I’ve been thinking about publishing some of our Playwright automation patterns as marketplace templates. We’ve built some solid login flows, checkout sequences, and form validation automations that we use repeatedly, and it seems like others might benefit from them.
But I’m hesitant because I don’t know if there’s real demand. Is anyone actually buying automation templates, or is this just a nice-to-have feature that nobody really uses? I don’t want to spend time polishing something if it’s going to sit in a marketplace with zero downloads.
If there is demand, what makes a template actually valuable? Is it just the code, or do buyers want documentation, example configurations, support?
Has anyone here published templates or bought them from a marketplace? What was your experience?
There’s real demand. I’ve sold templates and watched others do the same. The market definitely exists, but success depends on solving specific problems clearly.
What sells are templates that save time on common patterns. Login flows are obvious, but checkout automations and multi-step form validations also move. Buyers aren’t looking for generic—they want solutions for their exact use case.
Documentation matters more than code. Include clear setup instructions, what your template assumes about the application it’s testing, and any prerequisites. I’ve seen templates with poor docs get ignored even when the code is solid.
Pricing matters too. I’ve noticed success with templates priced between $20-50. They’re generating steady revenue for publishers who keep them maintained.
The real opportunity is building templates that solve layered problems. Single login flow templates are competitive. But a complete authentication and session management suite? That’s worth more and gets more buyers.
Check out https://latenode.com to see what’s already being sold and what gaps exist. That research before publishing will help you position your templates correctly.
I haven’t published yet, but I’ve spent time exploring what’s available in marketplaces. From what I can see, demand exists for specific use cases. Generic templates don’t move much, but templates solving real problems—like handling dynamic selectors or managing test data across multiple environments—get attention.

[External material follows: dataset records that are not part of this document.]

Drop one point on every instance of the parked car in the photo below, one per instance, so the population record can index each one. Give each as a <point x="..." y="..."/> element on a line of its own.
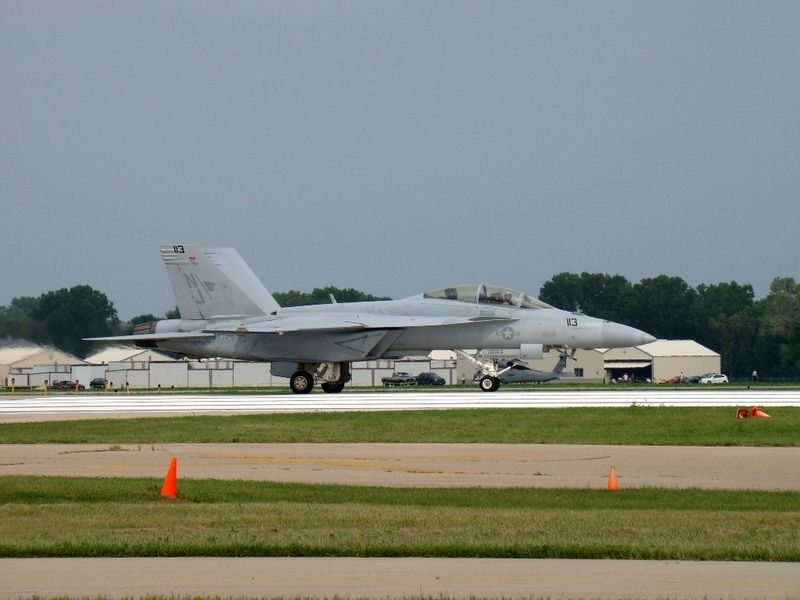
<point x="66" y="385"/>
<point x="429" y="379"/>
<point x="714" y="378"/>
<point x="399" y="378"/>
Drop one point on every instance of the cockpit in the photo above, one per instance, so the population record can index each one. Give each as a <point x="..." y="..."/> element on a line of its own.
<point x="487" y="294"/>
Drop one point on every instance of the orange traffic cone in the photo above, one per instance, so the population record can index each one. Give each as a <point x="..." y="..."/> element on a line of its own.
<point x="612" y="479"/>
<point x="170" y="487"/>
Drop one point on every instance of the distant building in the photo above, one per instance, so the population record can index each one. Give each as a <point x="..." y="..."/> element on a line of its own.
<point x="662" y="360"/>
<point x="658" y="361"/>
<point x="111" y="354"/>
<point x="19" y="362"/>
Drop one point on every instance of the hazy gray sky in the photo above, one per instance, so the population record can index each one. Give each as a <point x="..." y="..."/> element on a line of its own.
<point x="397" y="147"/>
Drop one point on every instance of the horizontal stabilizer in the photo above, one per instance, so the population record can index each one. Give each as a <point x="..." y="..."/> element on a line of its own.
<point x="332" y="322"/>
<point x="152" y="337"/>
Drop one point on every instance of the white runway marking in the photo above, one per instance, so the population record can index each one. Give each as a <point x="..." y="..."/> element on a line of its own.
<point x="12" y="408"/>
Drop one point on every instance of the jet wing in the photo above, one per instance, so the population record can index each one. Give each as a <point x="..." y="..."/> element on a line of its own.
<point x="314" y="323"/>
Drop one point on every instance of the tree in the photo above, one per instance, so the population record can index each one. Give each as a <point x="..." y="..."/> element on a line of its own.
<point x="75" y="313"/>
<point x="782" y="306"/>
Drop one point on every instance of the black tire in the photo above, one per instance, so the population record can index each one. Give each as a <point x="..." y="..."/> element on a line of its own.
<point x="489" y="383"/>
<point x="301" y="382"/>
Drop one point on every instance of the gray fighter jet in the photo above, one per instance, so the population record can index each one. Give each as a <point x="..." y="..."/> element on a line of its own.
<point x="227" y="312"/>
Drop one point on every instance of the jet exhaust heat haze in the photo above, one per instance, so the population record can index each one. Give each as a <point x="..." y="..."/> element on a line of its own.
<point x="227" y="312"/>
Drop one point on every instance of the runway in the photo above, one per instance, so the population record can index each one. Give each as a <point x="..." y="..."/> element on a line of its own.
<point x="86" y="405"/>
<point x="396" y="578"/>
<point x="422" y="465"/>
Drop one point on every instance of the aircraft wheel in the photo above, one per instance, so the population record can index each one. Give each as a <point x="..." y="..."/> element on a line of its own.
<point x="301" y="382"/>
<point x="489" y="383"/>
<point x="332" y="387"/>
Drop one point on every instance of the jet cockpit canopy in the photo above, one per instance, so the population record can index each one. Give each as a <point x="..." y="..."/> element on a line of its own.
<point x="487" y="294"/>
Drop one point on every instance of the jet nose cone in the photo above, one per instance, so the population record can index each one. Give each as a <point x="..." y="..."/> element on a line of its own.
<point x="616" y="335"/>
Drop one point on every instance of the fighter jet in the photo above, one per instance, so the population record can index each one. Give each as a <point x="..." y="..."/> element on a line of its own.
<point x="227" y="312"/>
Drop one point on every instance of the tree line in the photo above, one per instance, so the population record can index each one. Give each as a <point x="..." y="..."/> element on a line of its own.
<point x="748" y="333"/>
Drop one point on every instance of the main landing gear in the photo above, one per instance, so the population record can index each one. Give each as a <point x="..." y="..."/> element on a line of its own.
<point x="331" y="376"/>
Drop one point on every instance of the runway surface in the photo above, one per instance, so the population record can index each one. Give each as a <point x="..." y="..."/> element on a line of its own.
<point x="401" y="465"/>
<point x="71" y="406"/>
<point x="397" y="577"/>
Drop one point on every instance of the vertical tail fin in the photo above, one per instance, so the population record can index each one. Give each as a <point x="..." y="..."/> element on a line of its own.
<point x="214" y="282"/>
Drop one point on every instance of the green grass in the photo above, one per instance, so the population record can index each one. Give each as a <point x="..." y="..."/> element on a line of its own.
<point x="629" y="426"/>
<point x="54" y="516"/>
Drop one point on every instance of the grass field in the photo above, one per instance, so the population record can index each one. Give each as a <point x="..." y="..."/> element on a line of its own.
<point x="44" y="516"/>
<point x="631" y="425"/>
<point x="49" y="516"/>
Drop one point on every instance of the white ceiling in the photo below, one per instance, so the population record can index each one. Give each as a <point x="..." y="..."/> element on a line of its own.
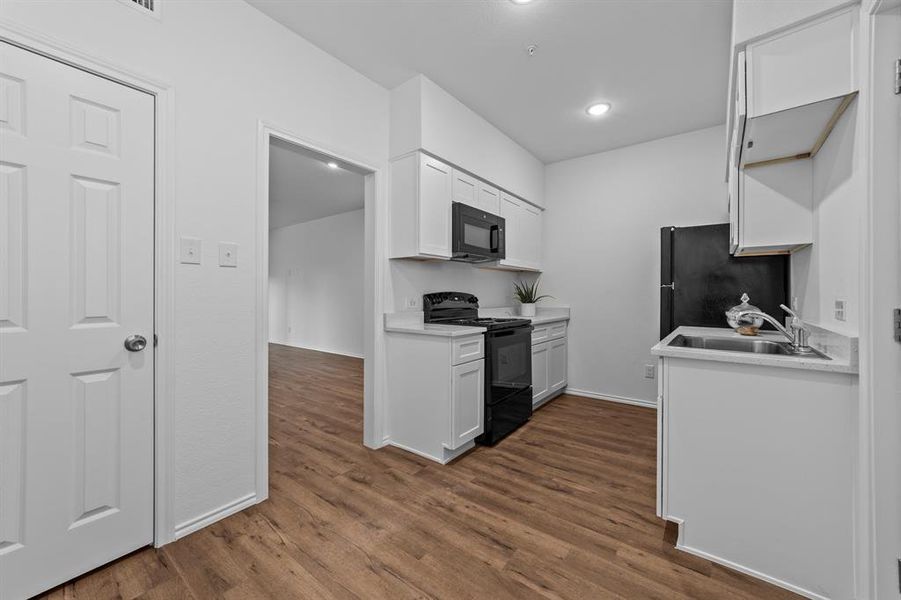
<point x="663" y="64"/>
<point x="303" y="188"/>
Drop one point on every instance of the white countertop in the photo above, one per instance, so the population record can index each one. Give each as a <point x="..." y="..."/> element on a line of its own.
<point x="411" y="322"/>
<point x="837" y="364"/>
<point x="542" y="316"/>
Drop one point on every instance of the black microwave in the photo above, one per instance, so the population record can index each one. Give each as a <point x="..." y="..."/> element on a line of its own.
<point x="478" y="236"/>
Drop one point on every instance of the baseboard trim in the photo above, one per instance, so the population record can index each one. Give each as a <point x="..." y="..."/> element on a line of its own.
<point x="217" y="514"/>
<point x="611" y="398"/>
<point x="315" y="349"/>
<point x="740" y="568"/>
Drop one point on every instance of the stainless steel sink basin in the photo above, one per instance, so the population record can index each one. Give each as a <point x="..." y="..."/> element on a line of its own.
<point x="752" y="345"/>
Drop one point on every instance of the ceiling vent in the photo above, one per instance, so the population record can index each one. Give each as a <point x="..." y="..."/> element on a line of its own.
<point x="148" y="7"/>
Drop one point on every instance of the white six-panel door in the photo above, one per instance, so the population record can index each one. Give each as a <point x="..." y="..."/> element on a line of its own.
<point x="76" y="278"/>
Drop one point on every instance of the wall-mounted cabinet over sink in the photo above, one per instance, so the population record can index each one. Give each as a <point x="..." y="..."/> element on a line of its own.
<point x="790" y="89"/>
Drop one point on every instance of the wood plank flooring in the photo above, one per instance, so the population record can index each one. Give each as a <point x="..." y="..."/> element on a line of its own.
<point x="563" y="508"/>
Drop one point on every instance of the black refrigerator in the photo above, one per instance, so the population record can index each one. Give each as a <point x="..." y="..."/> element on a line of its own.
<point x="700" y="280"/>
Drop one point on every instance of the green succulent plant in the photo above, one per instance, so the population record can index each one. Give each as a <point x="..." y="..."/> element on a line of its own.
<point x="527" y="293"/>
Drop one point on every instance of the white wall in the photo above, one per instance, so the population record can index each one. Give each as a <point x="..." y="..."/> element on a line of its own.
<point x="754" y="18"/>
<point x="425" y="116"/>
<point x="602" y="249"/>
<point x="229" y="66"/>
<point x="412" y="279"/>
<point x="316" y="284"/>
<point x="830" y="268"/>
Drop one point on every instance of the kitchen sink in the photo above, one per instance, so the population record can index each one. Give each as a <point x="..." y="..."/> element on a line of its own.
<point x="752" y="345"/>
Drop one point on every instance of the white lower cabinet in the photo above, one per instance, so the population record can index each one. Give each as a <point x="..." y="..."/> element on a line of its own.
<point x="540" y="362"/>
<point x="557" y="365"/>
<point x="467" y="404"/>
<point x="436" y="393"/>
<point x="549" y="361"/>
<point x="750" y="456"/>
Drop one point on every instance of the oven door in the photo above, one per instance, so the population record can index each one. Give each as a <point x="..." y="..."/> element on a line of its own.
<point x="477" y="235"/>
<point x="509" y="363"/>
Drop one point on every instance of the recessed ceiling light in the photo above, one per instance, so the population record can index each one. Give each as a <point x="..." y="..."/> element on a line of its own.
<point x="596" y="110"/>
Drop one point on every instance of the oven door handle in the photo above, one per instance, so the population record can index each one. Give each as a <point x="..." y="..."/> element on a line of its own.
<point x="512" y="331"/>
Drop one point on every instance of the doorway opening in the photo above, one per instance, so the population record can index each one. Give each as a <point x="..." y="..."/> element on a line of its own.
<point x="316" y="299"/>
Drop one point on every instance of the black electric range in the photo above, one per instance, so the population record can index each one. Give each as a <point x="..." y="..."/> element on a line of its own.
<point x="508" y="360"/>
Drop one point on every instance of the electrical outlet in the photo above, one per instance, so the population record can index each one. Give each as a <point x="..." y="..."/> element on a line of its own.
<point x="228" y="254"/>
<point x="840" y="309"/>
<point x="189" y="251"/>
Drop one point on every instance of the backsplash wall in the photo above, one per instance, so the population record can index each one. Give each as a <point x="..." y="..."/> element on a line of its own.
<point x="413" y="278"/>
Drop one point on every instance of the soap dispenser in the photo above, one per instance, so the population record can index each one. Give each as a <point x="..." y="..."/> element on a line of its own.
<point x="746" y="325"/>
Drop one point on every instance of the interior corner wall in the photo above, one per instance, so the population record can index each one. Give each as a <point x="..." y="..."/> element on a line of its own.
<point x="829" y="270"/>
<point x="316" y="284"/>
<point x="602" y="249"/>
<point x="229" y="67"/>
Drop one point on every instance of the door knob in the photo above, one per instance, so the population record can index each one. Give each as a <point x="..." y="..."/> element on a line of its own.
<point x="135" y="343"/>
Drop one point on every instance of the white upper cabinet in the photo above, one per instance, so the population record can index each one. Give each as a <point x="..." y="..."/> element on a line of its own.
<point x="423" y="190"/>
<point x="421" y="197"/>
<point x="523" y="234"/>
<point x="797" y="84"/>
<point x="489" y="198"/>
<point x="789" y="91"/>
<point x="804" y="65"/>
<point x="474" y="192"/>
<point x="466" y="189"/>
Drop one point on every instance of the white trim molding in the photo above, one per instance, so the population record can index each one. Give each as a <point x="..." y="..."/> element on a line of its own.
<point x="738" y="567"/>
<point x="611" y="398"/>
<point x="164" y="242"/>
<point x="217" y="514"/>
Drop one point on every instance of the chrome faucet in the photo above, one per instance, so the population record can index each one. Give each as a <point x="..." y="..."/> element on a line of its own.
<point x="798" y="335"/>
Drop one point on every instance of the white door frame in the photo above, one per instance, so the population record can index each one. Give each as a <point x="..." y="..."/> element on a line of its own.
<point x="164" y="243"/>
<point x="872" y="325"/>
<point x="375" y="243"/>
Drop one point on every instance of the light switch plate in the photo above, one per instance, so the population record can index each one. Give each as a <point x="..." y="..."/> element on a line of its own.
<point x="228" y="254"/>
<point x="841" y="309"/>
<point x="189" y="251"/>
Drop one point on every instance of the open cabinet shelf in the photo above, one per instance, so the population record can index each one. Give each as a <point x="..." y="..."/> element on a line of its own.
<point x="792" y="134"/>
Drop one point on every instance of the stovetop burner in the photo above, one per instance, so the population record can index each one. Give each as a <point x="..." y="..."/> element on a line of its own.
<point x="459" y="308"/>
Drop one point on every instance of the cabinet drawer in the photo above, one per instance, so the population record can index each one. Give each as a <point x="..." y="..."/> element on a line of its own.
<point x="550" y="331"/>
<point x="540" y="333"/>
<point x="468" y="349"/>
<point x="556" y="330"/>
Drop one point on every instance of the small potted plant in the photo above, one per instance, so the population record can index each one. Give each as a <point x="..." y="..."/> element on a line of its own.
<point x="527" y="295"/>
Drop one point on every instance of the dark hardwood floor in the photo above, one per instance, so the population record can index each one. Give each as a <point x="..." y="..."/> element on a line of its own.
<point x="563" y="508"/>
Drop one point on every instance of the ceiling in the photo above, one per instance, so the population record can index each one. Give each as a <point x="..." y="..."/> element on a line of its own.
<point x="302" y="187"/>
<point x="662" y="64"/>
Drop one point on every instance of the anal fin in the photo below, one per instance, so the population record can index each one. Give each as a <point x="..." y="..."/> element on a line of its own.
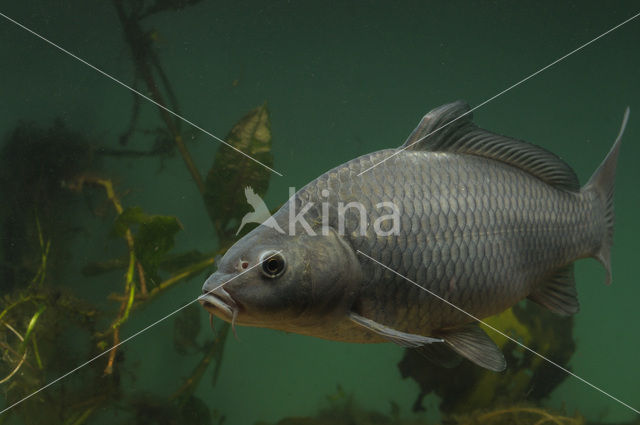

The key is positioning. If you describe your template as just another login automation, it gets lost. But if it solves fragile selector issues or handles specific scenarios people struggle with, publishers see engagement. I’ve watched successful sellers focus on their unique angle—maybe it’s cross-browser compatibility, or handling slower load times gracefully. That differentiation drives adoption.
From researching this myself, I believe there’s demand but it’s selective. Templates that address pain points—like brittle test maintenance, cross-browser compatibility, or complex data setup—attract buyers. Generic patterns don’t differentiate. What matters is understanding what problem your template solves and marketing it that way. Buyers want proven solutions to specific challenges, not generic code they could write themselves. Documentation and support responsiveness also factor in heavily. Templates with active publishers who respond to issues see better adoption.
Demand exists but it’s nuanced. High-value templates address recurring problems at scale. Studios with standardized testing needs buy templates. Individual QA engineers buy less frequently. The successful marketplace templates I’ve examined solve industry-specific challenges or automate particularly tedious setup processes. General patterns have lower perceived value. Your chances improve by targeting a specific buyer persona and demonstrating clear ROI. Pricing should reflect the time saved and complexity reduced, not just lines of code.
Sell problem solutions, not generic code. Target specific pain points for better adoption.